🔫 Crypto Under Fire: An Industry of Freedom in a World That Now Needs Bodyguards
Cryptocurrencies began as a freedom project — freedom from banks, surveillance, and intermediaries. But in 2025, freedom needs protection. Literally. Crypto executives are increasingly becoming targets of kidnappings, blackmail, and extortion.
The shift to Web3? Yes — but only with intelligence-grade security.
Last year alone, Coinbase spent over $6.2 million on CEO Brian Armstrong’s personal security — more than the combined security budgets for the heads of JPMorgan, Goldman Sachs, and Nvidia. Circle allocated $800,000 for Jeremy Allaire’s protection. Robinhood spent $1.6 million securing Vlad Tenev. This isn’t risk management anymore. It’s a survival budget.

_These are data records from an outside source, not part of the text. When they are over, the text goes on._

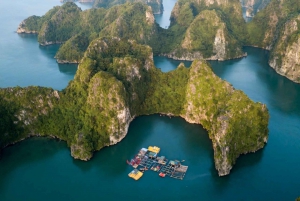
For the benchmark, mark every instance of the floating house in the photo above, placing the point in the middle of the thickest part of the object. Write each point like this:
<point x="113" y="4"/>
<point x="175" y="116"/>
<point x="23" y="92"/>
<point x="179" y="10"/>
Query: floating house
<point x="148" y="159"/>
<point x="154" y="149"/>
<point x="135" y="174"/>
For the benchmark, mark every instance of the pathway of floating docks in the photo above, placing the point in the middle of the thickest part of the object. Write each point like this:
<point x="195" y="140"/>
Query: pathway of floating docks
<point x="171" y="169"/>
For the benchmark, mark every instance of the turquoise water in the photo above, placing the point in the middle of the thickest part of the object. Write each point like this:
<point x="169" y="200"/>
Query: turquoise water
<point x="42" y="169"/>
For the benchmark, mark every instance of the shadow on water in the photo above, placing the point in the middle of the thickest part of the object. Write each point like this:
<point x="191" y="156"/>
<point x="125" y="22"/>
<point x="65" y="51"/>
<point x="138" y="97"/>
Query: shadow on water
<point x="286" y="101"/>
<point x="29" y="151"/>
<point x="69" y="69"/>
<point x="49" y="50"/>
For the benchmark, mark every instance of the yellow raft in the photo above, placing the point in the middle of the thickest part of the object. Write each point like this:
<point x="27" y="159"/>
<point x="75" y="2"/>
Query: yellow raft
<point x="135" y="174"/>
<point x="154" y="149"/>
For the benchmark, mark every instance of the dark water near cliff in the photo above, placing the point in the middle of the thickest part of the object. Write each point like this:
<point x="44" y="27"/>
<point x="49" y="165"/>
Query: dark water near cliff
<point x="164" y="19"/>
<point x="42" y="169"/>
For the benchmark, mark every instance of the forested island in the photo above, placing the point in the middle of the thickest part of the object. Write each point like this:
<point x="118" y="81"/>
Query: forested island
<point x="117" y="81"/>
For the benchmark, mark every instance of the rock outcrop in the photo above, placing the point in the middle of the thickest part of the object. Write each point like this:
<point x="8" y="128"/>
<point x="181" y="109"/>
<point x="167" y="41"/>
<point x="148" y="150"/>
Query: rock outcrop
<point x="209" y="30"/>
<point x="156" y="5"/>
<point x="276" y="28"/>
<point x="285" y="57"/>
<point x="116" y="81"/>
<point x="207" y="38"/>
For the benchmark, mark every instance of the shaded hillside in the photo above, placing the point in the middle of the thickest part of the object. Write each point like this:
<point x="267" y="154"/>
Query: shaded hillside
<point x="117" y="81"/>
<point x="276" y="28"/>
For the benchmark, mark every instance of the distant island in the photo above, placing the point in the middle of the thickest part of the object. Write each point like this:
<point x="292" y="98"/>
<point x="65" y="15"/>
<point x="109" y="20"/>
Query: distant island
<point x="209" y="30"/>
<point x="117" y="81"/>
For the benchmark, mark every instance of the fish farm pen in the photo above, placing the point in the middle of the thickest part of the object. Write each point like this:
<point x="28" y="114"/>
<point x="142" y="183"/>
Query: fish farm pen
<point x="148" y="159"/>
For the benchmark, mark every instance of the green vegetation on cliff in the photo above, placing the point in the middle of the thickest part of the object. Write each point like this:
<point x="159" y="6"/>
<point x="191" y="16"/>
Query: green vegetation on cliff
<point x="19" y="110"/>
<point x="116" y="81"/>
<point x="219" y="36"/>
<point x="277" y="28"/>
<point x="156" y="5"/>
<point x="263" y="30"/>
<point x="76" y="29"/>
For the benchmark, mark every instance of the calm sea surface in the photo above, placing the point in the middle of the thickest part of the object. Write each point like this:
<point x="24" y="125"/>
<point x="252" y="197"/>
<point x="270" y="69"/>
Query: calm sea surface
<point x="42" y="169"/>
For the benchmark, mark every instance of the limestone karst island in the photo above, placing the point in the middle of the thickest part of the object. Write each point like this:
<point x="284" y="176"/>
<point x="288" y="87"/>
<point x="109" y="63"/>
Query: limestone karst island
<point x="114" y="44"/>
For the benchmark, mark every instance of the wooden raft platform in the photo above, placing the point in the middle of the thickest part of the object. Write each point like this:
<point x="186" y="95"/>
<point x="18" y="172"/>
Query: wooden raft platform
<point x="148" y="160"/>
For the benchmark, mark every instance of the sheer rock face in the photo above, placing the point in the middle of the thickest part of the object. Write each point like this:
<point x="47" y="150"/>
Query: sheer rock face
<point x="229" y="124"/>
<point x="206" y="35"/>
<point x="285" y="57"/>
<point x="103" y="99"/>
<point x="254" y="6"/>
<point x="156" y="5"/>
<point x="207" y="31"/>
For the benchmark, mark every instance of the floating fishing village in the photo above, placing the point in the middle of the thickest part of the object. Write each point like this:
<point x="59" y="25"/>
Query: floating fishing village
<point x="148" y="159"/>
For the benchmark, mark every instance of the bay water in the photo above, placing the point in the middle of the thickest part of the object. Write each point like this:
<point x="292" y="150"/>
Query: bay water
<point x="42" y="168"/>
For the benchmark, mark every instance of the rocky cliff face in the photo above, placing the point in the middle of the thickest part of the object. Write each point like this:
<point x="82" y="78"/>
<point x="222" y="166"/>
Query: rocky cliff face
<point x="20" y="110"/>
<point x="285" y="57"/>
<point x="156" y="5"/>
<point x="207" y="38"/>
<point x="228" y="118"/>
<point x="276" y="28"/>
<point x="117" y="81"/>
<point x="74" y="28"/>
<point x="206" y="33"/>
<point x="254" y="6"/>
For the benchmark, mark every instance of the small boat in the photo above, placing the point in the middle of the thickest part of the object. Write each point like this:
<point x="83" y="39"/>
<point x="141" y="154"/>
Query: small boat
<point x="161" y="174"/>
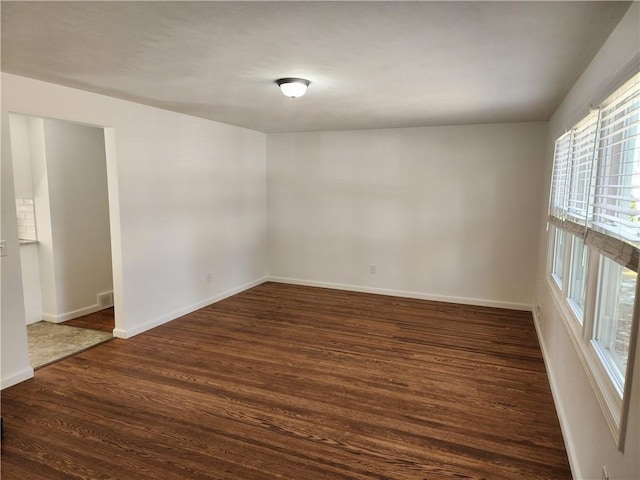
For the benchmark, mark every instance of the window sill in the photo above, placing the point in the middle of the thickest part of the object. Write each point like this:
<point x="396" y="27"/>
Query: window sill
<point x="603" y="387"/>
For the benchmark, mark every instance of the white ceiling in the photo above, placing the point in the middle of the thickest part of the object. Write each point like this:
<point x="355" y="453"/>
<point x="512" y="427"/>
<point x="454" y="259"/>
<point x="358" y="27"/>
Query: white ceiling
<point x="371" y="64"/>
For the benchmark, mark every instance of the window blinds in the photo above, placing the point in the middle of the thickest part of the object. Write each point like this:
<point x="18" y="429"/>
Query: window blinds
<point x="560" y="180"/>
<point x="583" y="144"/>
<point x="595" y="191"/>
<point x="616" y="209"/>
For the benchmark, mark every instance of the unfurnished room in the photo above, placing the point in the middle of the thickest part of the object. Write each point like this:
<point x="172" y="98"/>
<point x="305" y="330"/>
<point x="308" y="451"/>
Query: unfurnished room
<point x="320" y="240"/>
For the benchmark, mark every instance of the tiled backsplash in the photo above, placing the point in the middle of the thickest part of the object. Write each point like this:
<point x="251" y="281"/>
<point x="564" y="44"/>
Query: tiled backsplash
<point x="26" y="219"/>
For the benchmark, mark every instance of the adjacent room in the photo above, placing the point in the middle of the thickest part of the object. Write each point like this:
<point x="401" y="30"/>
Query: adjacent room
<point x="329" y="240"/>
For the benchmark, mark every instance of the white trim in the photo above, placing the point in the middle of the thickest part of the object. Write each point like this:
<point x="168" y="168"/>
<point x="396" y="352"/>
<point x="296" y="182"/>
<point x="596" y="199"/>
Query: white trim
<point x="124" y="333"/>
<point x="403" y="293"/>
<point x="574" y="463"/>
<point x="598" y="378"/>
<point x="16" y="378"/>
<point x="50" y="317"/>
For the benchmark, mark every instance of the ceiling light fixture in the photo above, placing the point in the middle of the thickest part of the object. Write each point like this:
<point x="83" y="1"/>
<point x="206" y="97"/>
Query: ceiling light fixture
<point x="293" y="87"/>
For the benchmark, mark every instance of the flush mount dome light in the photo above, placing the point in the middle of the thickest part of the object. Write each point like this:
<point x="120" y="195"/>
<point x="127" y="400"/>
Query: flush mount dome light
<point x="293" y="87"/>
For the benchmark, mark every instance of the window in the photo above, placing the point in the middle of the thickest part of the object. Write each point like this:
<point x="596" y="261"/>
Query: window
<point x="594" y="208"/>
<point x="577" y="277"/>
<point x="617" y="192"/>
<point x="614" y="315"/>
<point x="558" y="256"/>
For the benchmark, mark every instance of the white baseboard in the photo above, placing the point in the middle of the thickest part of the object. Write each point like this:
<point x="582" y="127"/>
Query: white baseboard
<point x="564" y="427"/>
<point x="128" y="333"/>
<point x="402" y="293"/>
<point x="49" y="317"/>
<point x="16" y="378"/>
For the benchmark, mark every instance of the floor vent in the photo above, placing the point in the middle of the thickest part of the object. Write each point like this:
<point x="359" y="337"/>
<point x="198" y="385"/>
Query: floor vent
<point x="105" y="299"/>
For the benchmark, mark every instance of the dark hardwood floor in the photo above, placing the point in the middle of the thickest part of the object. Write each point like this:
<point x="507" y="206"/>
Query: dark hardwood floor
<point x="104" y="320"/>
<point x="297" y="383"/>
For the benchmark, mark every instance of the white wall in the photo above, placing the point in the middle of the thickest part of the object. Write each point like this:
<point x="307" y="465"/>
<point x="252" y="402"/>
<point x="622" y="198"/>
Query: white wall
<point x="14" y="356"/>
<point x="589" y="442"/>
<point x="443" y="212"/>
<point x="187" y="197"/>
<point x="79" y="207"/>
<point x="21" y="155"/>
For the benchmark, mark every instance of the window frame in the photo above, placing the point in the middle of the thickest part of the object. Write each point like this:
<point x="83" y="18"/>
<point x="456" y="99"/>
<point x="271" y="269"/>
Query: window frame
<point x="600" y="243"/>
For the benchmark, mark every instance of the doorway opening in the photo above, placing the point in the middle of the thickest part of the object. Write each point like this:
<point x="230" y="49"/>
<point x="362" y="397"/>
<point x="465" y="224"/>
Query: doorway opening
<point x="63" y="188"/>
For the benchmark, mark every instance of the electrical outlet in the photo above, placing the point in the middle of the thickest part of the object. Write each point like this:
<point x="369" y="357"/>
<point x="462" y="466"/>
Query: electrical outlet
<point x="539" y="311"/>
<point x="105" y="299"/>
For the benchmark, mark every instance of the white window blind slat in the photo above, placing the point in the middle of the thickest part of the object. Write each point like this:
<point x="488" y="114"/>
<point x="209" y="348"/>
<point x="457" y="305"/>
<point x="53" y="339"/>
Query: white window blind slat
<point x="596" y="177"/>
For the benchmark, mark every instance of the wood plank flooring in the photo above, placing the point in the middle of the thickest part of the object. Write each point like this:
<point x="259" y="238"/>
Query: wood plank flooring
<point x="299" y="383"/>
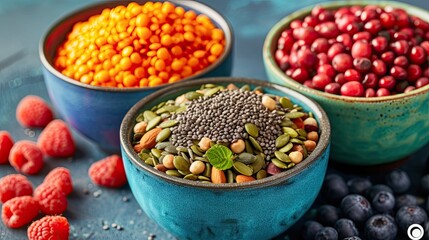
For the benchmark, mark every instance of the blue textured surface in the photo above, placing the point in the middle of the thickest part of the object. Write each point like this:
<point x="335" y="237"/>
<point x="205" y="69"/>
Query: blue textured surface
<point x="22" y="23"/>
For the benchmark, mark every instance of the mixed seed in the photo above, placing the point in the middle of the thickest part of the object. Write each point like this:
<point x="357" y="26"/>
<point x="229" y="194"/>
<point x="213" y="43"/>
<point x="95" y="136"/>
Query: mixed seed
<point x="223" y="134"/>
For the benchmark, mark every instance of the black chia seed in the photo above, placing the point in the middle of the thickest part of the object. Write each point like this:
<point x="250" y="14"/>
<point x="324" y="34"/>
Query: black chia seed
<point x="222" y="117"/>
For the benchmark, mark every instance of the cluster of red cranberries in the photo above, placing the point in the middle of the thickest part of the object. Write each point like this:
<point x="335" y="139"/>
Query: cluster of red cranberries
<point x="356" y="51"/>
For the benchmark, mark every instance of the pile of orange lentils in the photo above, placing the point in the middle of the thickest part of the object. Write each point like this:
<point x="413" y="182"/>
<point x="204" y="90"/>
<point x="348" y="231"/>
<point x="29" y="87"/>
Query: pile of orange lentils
<point x="139" y="46"/>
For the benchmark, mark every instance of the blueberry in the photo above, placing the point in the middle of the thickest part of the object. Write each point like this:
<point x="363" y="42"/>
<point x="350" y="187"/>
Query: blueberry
<point x="356" y="208"/>
<point x="326" y="233"/>
<point x="310" y="229"/>
<point x="383" y="202"/>
<point x="327" y="215"/>
<point x="373" y="190"/>
<point x="358" y="185"/>
<point x="405" y="200"/>
<point x="398" y="180"/>
<point x="380" y="227"/>
<point x="345" y="228"/>
<point x="408" y="215"/>
<point x="334" y="188"/>
<point x="424" y="183"/>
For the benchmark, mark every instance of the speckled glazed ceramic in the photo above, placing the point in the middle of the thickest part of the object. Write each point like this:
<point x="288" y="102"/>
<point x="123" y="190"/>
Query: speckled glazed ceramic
<point x="365" y="131"/>
<point x="97" y="112"/>
<point x="260" y="209"/>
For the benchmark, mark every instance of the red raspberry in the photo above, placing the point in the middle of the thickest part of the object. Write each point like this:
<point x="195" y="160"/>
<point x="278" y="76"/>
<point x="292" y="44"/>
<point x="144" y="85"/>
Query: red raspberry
<point x="56" y="140"/>
<point x="26" y="157"/>
<point x="6" y="143"/>
<point x="49" y="228"/>
<point x="51" y="200"/>
<point x="33" y="111"/>
<point x="108" y="172"/>
<point x="14" y="185"/>
<point x="61" y="179"/>
<point x="19" y="211"/>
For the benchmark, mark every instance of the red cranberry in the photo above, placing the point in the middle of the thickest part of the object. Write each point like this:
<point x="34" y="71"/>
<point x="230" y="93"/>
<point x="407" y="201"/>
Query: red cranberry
<point x="370" y="80"/>
<point x="400" y="47"/>
<point x="326" y="69"/>
<point x="352" y="75"/>
<point x="362" y="64"/>
<point x="401" y="61"/>
<point x="388" y="82"/>
<point x="361" y="48"/>
<point x="421" y="82"/>
<point x="341" y="62"/>
<point x="335" y="49"/>
<point x="378" y="67"/>
<point x="387" y="20"/>
<point x="307" y="34"/>
<point x="300" y="75"/>
<point x="333" y="88"/>
<point x="352" y="89"/>
<point x="381" y="92"/>
<point x="369" y="92"/>
<point x="379" y="44"/>
<point x="398" y="72"/>
<point x="320" y="81"/>
<point x="414" y="72"/>
<point x="320" y="45"/>
<point x="417" y="55"/>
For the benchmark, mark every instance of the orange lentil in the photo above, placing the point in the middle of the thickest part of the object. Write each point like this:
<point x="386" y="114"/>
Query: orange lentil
<point x="139" y="46"/>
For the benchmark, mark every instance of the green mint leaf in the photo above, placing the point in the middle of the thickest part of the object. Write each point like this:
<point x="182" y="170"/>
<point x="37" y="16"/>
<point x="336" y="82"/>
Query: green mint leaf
<point x="220" y="157"/>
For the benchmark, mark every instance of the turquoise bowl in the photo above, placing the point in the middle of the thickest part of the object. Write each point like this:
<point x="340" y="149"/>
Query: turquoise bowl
<point x="365" y="131"/>
<point x="258" y="210"/>
<point x="97" y="112"/>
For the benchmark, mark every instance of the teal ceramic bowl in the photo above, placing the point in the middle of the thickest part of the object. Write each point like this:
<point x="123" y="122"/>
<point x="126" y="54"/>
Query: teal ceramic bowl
<point x="97" y="112"/>
<point x="365" y="131"/>
<point x="258" y="210"/>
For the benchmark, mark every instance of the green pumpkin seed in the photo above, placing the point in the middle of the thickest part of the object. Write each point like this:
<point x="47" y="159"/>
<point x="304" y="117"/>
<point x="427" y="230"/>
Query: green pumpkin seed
<point x="168" y="123"/>
<point x="286" y="103"/>
<point x="242" y="168"/>
<point x="181" y="164"/>
<point x="279" y="163"/>
<point x="246" y="158"/>
<point x="193" y="95"/>
<point x="173" y="173"/>
<point x="164" y="134"/>
<point x="290" y="131"/>
<point x="255" y="144"/>
<point x="282" y="156"/>
<point x="261" y="174"/>
<point x="282" y="140"/>
<point x="252" y="129"/>
<point x="153" y="123"/>
<point x="286" y="148"/>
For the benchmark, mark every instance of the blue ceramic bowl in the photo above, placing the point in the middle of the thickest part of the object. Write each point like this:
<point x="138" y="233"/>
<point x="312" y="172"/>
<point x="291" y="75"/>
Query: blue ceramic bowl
<point x="260" y="209"/>
<point x="97" y="112"/>
<point x="365" y="131"/>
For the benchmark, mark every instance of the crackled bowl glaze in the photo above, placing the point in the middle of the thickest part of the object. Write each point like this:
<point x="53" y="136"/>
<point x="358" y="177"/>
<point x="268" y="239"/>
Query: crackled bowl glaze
<point x="97" y="112"/>
<point x="260" y="209"/>
<point x="365" y="131"/>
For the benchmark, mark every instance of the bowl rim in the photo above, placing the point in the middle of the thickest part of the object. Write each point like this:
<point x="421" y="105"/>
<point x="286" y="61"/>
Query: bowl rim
<point x="189" y="4"/>
<point x="275" y="31"/>
<point x="129" y="121"/>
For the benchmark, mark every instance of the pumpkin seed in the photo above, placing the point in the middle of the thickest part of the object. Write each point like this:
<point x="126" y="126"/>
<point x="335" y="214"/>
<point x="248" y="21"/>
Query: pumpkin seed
<point x="279" y="163"/>
<point x="282" y="140"/>
<point x="242" y="168"/>
<point x="153" y="123"/>
<point x="164" y="134"/>
<point x="246" y="158"/>
<point x="282" y="156"/>
<point x="252" y="129"/>
<point x="181" y="164"/>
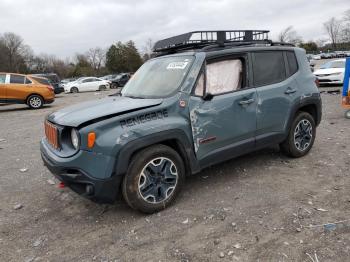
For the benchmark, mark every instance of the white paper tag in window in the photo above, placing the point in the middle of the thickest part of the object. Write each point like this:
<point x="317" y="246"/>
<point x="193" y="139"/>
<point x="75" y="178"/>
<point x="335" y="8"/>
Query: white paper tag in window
<point x="177" y="65"/>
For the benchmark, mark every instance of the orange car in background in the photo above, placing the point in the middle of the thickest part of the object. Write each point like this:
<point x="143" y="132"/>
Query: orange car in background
<point x="25" y="89"/>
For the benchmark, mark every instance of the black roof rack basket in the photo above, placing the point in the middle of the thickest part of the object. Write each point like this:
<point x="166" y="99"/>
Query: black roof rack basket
<point x="200" y="39"/>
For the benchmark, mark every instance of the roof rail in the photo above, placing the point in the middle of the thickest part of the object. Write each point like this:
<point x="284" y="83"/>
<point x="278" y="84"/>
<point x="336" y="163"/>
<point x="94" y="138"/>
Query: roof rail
<point x="200" y="39"/>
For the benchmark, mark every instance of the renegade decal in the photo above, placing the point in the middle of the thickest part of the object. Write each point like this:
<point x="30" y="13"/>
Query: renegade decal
<point x="144" y="118"/>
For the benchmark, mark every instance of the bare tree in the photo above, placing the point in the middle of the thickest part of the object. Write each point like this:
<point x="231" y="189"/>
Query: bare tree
<point x="333" y="29"/>
<point x="16" y="53"/>
<point x="147" y="50"/>
<point x="289" y="35"/>
<point x="96" y="57"/>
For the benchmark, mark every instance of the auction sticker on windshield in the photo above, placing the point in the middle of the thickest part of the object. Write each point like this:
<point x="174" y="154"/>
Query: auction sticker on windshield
<point x="177" y="65"/>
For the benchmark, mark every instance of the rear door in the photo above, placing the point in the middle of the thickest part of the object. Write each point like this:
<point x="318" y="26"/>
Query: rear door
<point x="16" y="90"/>
<point x="223" y="126"/>
<point x="2" y="88"/>
<point x="277" y="92"/>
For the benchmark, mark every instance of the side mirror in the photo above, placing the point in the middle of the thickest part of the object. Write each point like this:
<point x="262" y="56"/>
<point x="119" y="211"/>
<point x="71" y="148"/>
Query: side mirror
<point x="208" y="96"/>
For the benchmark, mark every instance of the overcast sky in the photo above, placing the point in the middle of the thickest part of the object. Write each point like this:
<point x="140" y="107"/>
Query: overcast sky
<point x="65" y="27"/>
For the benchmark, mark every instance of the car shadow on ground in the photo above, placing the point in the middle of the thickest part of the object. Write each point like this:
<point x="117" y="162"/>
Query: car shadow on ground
<point x="220" y="174"/>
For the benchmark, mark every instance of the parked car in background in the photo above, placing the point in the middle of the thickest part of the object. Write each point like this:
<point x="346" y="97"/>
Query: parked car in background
<point x="317" y="57"/>
<point x="120" y="80"/>
<point x="84" y="84"/>
<point x="25" y="89"/>
<point x="331" y="72"/>
<point x="67" y="80"/>
<point x="109" y="77"/>
<point x="54" y="81"/>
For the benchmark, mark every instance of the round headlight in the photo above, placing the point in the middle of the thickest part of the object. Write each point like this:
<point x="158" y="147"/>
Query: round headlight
<point x="74" y="134"/>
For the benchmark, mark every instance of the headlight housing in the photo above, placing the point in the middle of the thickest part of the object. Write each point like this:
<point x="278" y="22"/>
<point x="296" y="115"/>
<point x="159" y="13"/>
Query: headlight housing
<point x="75" y="138"/>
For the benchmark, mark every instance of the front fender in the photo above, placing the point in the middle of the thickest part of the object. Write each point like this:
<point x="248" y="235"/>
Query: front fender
<point x="177" y="135"/>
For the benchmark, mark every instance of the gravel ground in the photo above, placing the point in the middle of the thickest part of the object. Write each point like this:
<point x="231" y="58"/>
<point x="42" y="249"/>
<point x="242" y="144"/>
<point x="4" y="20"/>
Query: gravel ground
<point x="259" y="207"/>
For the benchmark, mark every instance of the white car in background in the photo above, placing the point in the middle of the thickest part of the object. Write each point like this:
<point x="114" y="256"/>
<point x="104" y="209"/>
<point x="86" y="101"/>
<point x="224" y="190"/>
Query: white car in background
<point x="331" y="72"/>
<point x="84" y="84"/>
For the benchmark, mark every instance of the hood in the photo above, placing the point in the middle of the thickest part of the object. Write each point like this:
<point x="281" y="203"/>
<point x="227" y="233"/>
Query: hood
<point x="99" y="109"/>
<point x="328" y="71"/>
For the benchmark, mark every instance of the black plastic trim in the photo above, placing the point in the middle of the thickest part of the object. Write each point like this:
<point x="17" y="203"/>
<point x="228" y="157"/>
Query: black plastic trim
<point x="125" y="154"/>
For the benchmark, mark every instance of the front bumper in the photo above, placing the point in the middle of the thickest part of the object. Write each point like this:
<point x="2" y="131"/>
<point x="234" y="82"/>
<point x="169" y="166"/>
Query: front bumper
<point x="59" y="90"/>
<point x="76" y="178"/>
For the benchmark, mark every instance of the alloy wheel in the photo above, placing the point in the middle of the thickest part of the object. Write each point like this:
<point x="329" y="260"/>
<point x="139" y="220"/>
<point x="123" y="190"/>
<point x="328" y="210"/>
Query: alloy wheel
<point x="35" y="102"/>
<point x="158" y="180"/>
<point x="303" y="135"/>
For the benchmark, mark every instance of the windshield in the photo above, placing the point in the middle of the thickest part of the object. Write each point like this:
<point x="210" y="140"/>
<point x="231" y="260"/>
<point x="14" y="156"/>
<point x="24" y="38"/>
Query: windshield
<point x="333" y="64"/>
<point x="158" y="78"/>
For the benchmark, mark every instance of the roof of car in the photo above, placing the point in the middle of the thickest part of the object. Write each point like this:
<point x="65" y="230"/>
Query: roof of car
<point x="206" y="41"/>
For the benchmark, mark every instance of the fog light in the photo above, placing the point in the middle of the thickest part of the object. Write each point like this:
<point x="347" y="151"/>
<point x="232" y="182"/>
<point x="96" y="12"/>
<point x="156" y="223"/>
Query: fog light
<point x="89" y="190"/>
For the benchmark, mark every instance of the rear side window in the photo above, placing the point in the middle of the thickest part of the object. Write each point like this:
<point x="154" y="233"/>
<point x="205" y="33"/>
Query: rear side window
<point x="42" y="81"/>
<point x="292" y="63"/>
<point x="268" y="68"/>
<point x="2" y="78"/>
<point x="17" y="79"/>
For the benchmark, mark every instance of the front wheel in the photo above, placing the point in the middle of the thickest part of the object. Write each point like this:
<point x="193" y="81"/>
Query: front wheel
<point x="301" y="136"/>
<point x="35" y="101"/>
<point x="154" y="178"/>
<point x="102" y="88"/>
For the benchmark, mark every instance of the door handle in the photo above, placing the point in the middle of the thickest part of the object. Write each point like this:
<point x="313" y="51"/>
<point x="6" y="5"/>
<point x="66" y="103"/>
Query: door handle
<point x="290" y="91"/>
<point x="246" y="102"/>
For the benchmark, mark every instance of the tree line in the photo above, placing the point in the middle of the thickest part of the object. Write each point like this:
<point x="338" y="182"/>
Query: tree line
<point x="337" y="30"/>
<point x="16" y="56"/>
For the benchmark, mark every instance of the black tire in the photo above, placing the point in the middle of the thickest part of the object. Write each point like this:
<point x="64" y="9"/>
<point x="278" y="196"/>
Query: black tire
<point x="102" y="88"/>
<point x="35" y="101"/>
<point x="347" y="114"/>
<point x="74" y="90"/>
<point x="300" y="141"/>
<point x="137" y="180"/>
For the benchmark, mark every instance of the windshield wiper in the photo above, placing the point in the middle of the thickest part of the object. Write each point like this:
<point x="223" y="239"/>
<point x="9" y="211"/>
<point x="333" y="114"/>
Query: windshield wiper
<point x="136" y="97"/>
<point x="116" y="94"/>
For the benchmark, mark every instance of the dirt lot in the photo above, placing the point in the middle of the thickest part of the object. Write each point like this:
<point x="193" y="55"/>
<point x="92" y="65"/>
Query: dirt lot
<point x="260" y="207"/>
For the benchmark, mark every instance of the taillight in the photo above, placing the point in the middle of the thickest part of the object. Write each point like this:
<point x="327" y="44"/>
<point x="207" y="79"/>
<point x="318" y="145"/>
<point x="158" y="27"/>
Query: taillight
<point x="317" y="82"/>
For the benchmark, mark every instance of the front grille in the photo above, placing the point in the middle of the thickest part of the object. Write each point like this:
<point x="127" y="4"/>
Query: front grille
<point x="51" y="133"/>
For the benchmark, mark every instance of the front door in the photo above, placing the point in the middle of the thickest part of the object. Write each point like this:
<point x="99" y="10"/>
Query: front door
<point x="16" y="90"/>
<point x="2" y="88"/>
<point x="224" y="125"/>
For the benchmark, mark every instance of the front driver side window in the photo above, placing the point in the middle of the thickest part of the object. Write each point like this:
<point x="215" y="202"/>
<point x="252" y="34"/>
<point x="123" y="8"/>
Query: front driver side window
<point x="224" y="76"/>
<point x="2" y="78"/>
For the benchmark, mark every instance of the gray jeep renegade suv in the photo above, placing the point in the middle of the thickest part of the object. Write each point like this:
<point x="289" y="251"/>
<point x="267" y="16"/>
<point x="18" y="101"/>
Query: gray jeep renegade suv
<point x="207" y="97"/>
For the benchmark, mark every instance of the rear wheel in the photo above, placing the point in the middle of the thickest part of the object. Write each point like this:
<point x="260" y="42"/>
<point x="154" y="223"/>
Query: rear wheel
<point x="154" y="178"/>
<point x="74" y="90"/>
<point x="301" y="136"/>
<point x="35" y="101"/>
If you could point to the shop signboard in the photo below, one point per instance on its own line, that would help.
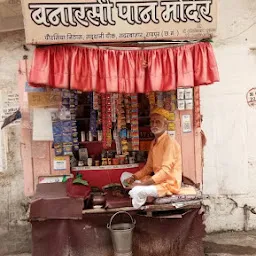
(10, 15)
(87, 21)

The situation escalated after a recent attack on a Coinbase employee in France. The incident drew national attention — France’s Interior Minister pledged to create a dedicated emergency line for the crypto community. The community’s response was telling: users flooded social media with warnings to avoid traveling to France for safety reasons.
And it’s not paranoia. According to Casa’s Jameson Lopp, over 20 crypto-related abductions were reported globally in the first few months of 2025 alone. Most weren’t random muggings — they were planned operations, involving surveillance, data leaks, and physical threats to extract access to wallets.
In an industry where millions of dollars can be stored in someone’s head as a seed phrase, the notion of personal security takes on a new meaning.
It’s no longer about protecting keys.
It’s about protecting the people who hold them.